AFGE, with strong backing from the powerful AFL-CIO, repeatedly has urged Congress to support legislation that grants TSOs the same collective bargaining rights and workforce protections as other federal workers. In 2007, similar language granting collective bargaining was deleted from the 9/11 bill on threat of veto by then-President Bush. Since that time, AFGE membership at TSA has more than doubled as TSOs became more committed to the fight to win their long-withheld workplace rights.
AFGE thanks Rep.

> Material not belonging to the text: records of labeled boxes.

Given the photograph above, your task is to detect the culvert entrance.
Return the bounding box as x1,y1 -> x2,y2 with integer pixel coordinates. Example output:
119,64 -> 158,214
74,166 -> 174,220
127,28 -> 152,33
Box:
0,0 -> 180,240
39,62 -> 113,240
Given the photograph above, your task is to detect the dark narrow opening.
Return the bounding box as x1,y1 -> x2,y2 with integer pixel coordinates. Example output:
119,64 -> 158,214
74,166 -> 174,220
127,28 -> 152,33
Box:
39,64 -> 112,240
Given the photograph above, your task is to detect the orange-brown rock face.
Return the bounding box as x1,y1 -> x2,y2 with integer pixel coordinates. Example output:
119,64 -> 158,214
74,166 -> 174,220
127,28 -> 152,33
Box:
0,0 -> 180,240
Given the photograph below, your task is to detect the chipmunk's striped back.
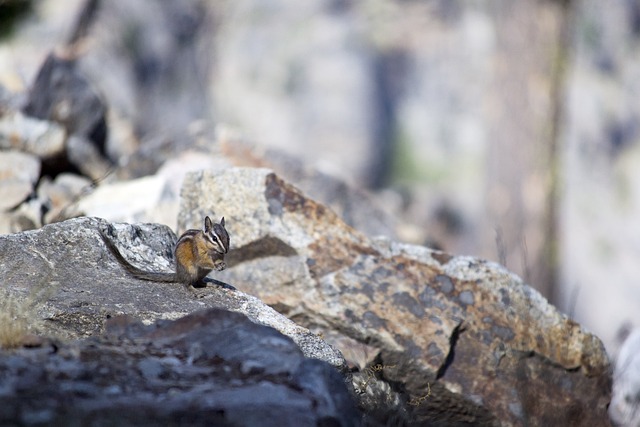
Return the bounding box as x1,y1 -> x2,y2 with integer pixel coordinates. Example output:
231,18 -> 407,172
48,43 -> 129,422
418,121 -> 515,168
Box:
100,216 -> 229,285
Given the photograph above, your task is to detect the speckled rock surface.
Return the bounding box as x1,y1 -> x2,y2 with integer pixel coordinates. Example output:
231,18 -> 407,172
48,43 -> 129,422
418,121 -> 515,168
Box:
179,168 -> 611,426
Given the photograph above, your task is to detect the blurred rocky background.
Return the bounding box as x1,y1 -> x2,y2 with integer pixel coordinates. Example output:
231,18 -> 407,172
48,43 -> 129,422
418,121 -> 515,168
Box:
0,0 -> 640,424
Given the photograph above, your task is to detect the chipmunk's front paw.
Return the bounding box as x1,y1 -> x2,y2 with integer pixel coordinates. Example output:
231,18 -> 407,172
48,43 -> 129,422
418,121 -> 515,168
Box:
213,260 -> 227,271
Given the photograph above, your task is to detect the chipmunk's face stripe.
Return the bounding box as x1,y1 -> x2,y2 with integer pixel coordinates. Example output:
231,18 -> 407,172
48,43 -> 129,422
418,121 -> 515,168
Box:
208,224 -> 229,254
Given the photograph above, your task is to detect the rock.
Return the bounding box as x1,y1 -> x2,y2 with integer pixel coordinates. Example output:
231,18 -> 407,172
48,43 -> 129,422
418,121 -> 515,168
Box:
78,175 -> 170,226
67,135 -> 112,181
37,173 -> 93,224
0,218 -> 345,370
179,168 -> 611,426
220,138 -> 396,242
24,54 -> 107,154
0,309 -> 360,427
0,112 -> 66,160
0,150 -> 40,211
609,330 -> 640,427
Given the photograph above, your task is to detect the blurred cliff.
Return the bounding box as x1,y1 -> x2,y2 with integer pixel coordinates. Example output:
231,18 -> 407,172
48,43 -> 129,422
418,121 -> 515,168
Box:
0,0 -> 640,358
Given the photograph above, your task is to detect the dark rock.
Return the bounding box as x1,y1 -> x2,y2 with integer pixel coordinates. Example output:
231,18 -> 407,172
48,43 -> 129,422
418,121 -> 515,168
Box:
179,168 -> 611,426
0,112 -> 66,161
24,54 -> 107,154
0,218 -> 345,370
0,309 -> 360,427
23,54 -> 108,179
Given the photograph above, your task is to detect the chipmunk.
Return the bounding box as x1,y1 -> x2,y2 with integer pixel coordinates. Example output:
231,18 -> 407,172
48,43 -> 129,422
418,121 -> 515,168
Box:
100,216 -> 229,287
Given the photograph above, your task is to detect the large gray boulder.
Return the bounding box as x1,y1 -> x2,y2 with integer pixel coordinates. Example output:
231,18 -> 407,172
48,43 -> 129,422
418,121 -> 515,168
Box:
0,218 -> 345,370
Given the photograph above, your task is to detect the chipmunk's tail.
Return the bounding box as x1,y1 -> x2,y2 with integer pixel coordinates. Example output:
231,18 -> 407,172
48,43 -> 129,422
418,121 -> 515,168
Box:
98,229 -> 178,283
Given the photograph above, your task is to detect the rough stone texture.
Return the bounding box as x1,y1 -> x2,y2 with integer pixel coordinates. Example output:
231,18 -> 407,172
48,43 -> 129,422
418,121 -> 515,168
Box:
179,168 -> 611,426
0,112 -> 66,159
0,309 -> 360,427
0,150 -> 40,211
0,218 -> 345,370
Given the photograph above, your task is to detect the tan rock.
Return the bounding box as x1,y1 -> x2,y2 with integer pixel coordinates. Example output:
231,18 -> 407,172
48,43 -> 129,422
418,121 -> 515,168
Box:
179,168 -> 611,426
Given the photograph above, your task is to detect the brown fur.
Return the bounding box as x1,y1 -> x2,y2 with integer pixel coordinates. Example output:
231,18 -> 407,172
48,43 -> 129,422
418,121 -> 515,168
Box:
100,217 -> 229,286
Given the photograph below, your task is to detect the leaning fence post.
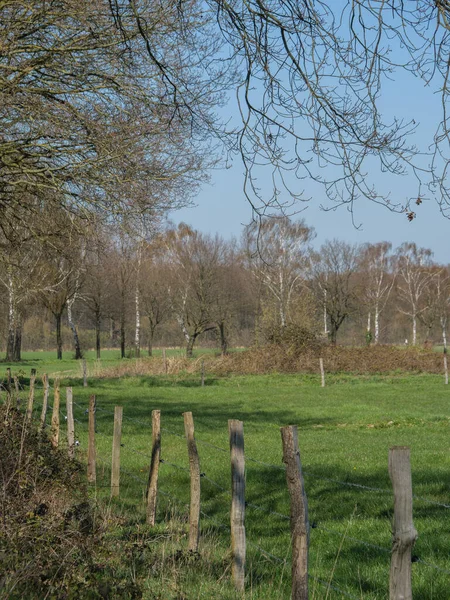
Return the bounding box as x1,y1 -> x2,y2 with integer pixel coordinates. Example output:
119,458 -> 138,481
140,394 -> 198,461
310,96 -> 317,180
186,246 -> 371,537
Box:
389,446 -> 417,600
66,388 -> 75,458
27,369 -> 36,423
183,412 -> 200,552
228,420 -> 245,591
111,406 -> 123,496
319,358 -> 325,387
83,358 -> 87,387
52,379 -> 61,448
87,395 -> 97,483
41,373 -> 49,431
147,410 -> 161,525
281,426 -> 309,600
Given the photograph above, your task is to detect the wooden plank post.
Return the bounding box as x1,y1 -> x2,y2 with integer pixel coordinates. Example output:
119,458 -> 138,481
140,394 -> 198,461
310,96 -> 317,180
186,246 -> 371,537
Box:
13,375 -> 20,410
26,369 -> 36,423
183,412 -> 200,552
41,373 -> 50,431
51,379 -> 61,448
319,358 -> 325,387
66,388 -> 75,458
83,358 -> 87,387
389,446 -> 417,600
111,406 -> 123,497
147,410 -> 161,526
281,426 -> 309,600
228,419 -> 246,592
87,395 -> 97,483
444,346 -> 448,385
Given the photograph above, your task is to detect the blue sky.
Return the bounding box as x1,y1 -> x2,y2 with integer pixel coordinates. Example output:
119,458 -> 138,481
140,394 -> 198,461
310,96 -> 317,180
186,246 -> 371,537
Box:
170,14 -> 450,264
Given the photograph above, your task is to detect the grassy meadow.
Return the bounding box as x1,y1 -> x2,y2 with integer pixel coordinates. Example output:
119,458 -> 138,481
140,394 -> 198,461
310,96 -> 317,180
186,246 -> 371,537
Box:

Nita Lowey, D-N.Y., House Homeland Security Committee Chairman Bennie Thompson, D-Miss., and Transportation and Infrastructure Subcommittee Chair Sheila Jackson Lee, D-Texas for introducing the bill in April, and the 130 cosponsors who have shown their support for TSOs.
“AFGE is the only union that can truthfully and proudly say that it has been fighting for collective bargaining for the entire eight years TSA has been in existence,” Gage said. “This is a battle not just for bargaining rights, but for the respect and dignity long overdue to TSOs.”
AFGE has represented the TSA workforce since the agency was created in 2001. The union currently has approximately 11,000 dues-paying TSA members in 32 Locals nationwide.